Thursday, July 12, 2012

Gemstones: Malachite

I fell in love with Malachite a few months ago: its vivid green colour and its deep lines makes it extremely alluring for me. I wanted to learn more about it, so a trip to the library ended with me bringing back 6 different books on gemstones, one with stories, incredible stories from long ago.
Malachite pendant (wire-wrapped in Sterling Silver)

Malachite gets its name from Greek (like half of the gemstones, probably), from the word 'moloche', which means mallow, having the colour of mallow leaves. It has been used by Greeks and Romans mostly as a decor material: they built sculptures and vases, as well as decorate floors and walls with Malachite. During the Bronze Age Malachite has been crushed into powder and used as a green pigment in paints, eye make-up (which has been invented by Egyptians over 5,000 years ago!), glazes and dyes for glass. The Russian Czars used it for decor, sculptures, as well as in jewelry. Faberge, the well-known jeweler of the Russian Court, created exquisite pieces (miniatures, his amazing Imperial eggs, the gorgeous boxes) using Malachite and many other gemstones.

It is one of the most important minerals in mankind history: as a ore of copper, our ancestors discovered that heating malachite will reduce it to copper. From this discovery was born the metallurgy: people would mine, melt, and forge metals.

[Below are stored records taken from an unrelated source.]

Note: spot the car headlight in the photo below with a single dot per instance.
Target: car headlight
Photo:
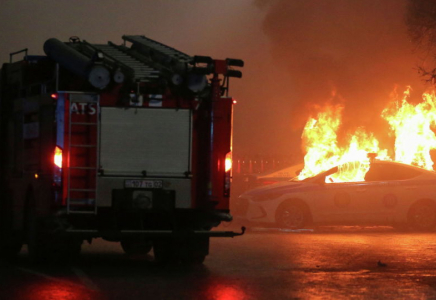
(266, 197)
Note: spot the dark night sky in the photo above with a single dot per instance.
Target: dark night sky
(295, 51)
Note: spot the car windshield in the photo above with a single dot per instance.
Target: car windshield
(364, 171)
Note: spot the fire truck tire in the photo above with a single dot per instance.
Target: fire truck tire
(164, 251)
(136, 247)
(9, 249)
(43, 246)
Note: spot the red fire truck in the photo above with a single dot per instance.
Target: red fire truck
(130, 143)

Today Malachite is used primarily as a gemstone, in jewelry and ornaments - the large deposits from the Ural mountains (Russia) are close to becoming depleted, and the gemstone is becoming more rare (thus more pricey).

From antiquity people believed malachite is a precious talisman for the protection of children, and for protection against all evil. It also appears in the Bible: along with the stones assigned to each one of the 12 tribes of Israel, temples were promised to be built and decorated with Malachite and other precious stones. In the Middle Ages it was used extensively as a decor stone: the floor of San Marco Cathedral, in Venice has been decorated (by artisans that worked over 500 years) with mosaics made of lapis lazuli, malachite, and other gemstones.

Malachite is known as 'the mirror of the soul' and its powers are said to help recovery from physical or emotional illness. It is believed it will help the wearer find the cause of his/her fears and resentments, and to release negative emotions. A very useful stone, Malachite is said to protect the wearer against accidents, thus it is called 'the traveler stone'. With its ability to protect against all evil, it is also used to promote success in business.

Even if you don't believe in its properties - Malachite is a beautiful stone to wear and to admire!


  1. wonderful post! Malachite is one of my favorite stones! it was the first gift my husband gave me .. a string of Malachite

    1. Oh, that's so beautiful! The pendant you see in the picture has been a gift too, from my SIL :)
      Thanks for stopping by.

  2. Oh, e una din "pietrele" pentru care am o mare , mare slăbiciune, indiferent sub ce formă se află !

  3. I just love malachite! Another stone that I really like azurite which is a rich blue.

    1. Oh, yes - give me anything that's blue and I will pretty much love it :) Thanks for stopping by!